Cuando la diferencia es negativa, el Otro, el diferente es ubicado en la figura del marginal, deficiente, no humano, demonio, es decir, deja de ser una instancia válida a la cual haya que creerle aquello que le pasa o tomar en cuenta sus palabras. El Otro ya  no es un ser abstracto, sino que en su singularidad proyectada conlleva ya una (des)calificación. El Otro no es alguien con quien se pueda construir algo políticamente al punto que no se discuten sus ideas. Parece difícil pensar algo menos democrático que eso.  El modo en el que unos conciben a sus otros, habla muchas veces más de esos unos que de esos otros. Una preocupante degradación por el pensamiento político ha tenido lugar en un sinfín de cosas que pasaron, y esta fue en el Parlamento. El espacio parlamentario es la instancia en la que los distintos sectores de la ciudadanía tienen su representación democrática. ¿Qué ha pasado allí? Las lógicas de fractura se han sustanciado. Unos hablan y se van sin escuchar. Votan sin discutir. Se han “marcado” a esos “otros” y se los ha invalidado como interlocutores. ¿Cuándo la democracia en sus espacios deliberativos dejó de ser un horizonte de los desacuerdos mediado por los valores de tolerancia política? ¿Cómo se puede impedir que lógicas de fragmentación donde los representantes se polaricen y degraden ciertas identidades culturales y políticas?

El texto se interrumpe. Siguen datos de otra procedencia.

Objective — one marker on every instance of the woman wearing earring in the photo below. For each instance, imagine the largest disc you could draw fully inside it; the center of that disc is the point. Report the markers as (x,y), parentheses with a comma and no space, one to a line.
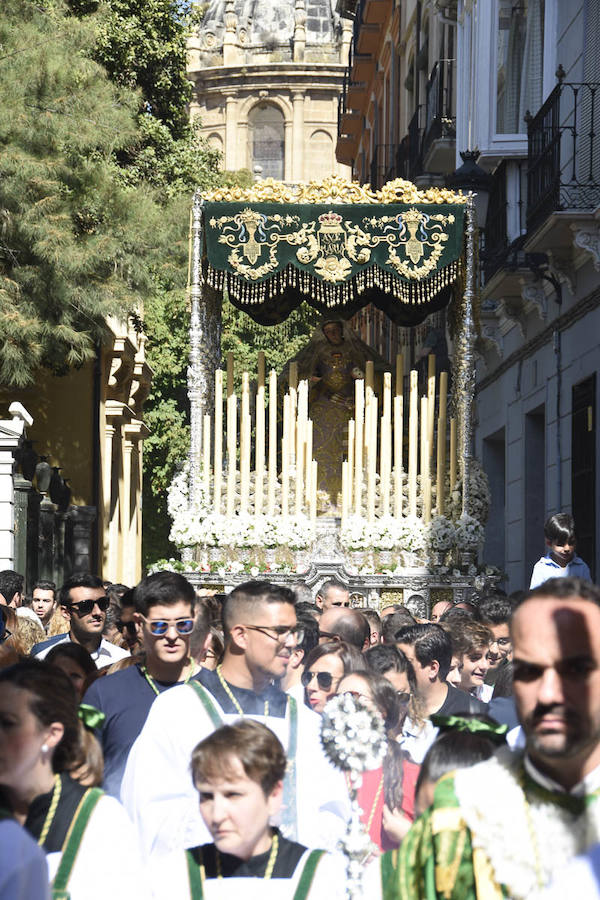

La alteridad se piensa de muchas maneras pero en cualquiera de ellas toma formas concretas que se cristalizan dentro de las relaciones sociales. En nuestro país y en muchos de los medios de comunicación se ha cristalizado como violencia política. ¿Cómo se sale de este clima de agobio autogenerado por muchos sectores? ¿Cómo es posible hacernos de un concepto de ciudadanía que excluya representaciones de la otredad incompatibles con la igualdad y la integración democrática y priorice el diálogo político de las sociedades democráticas y plurales?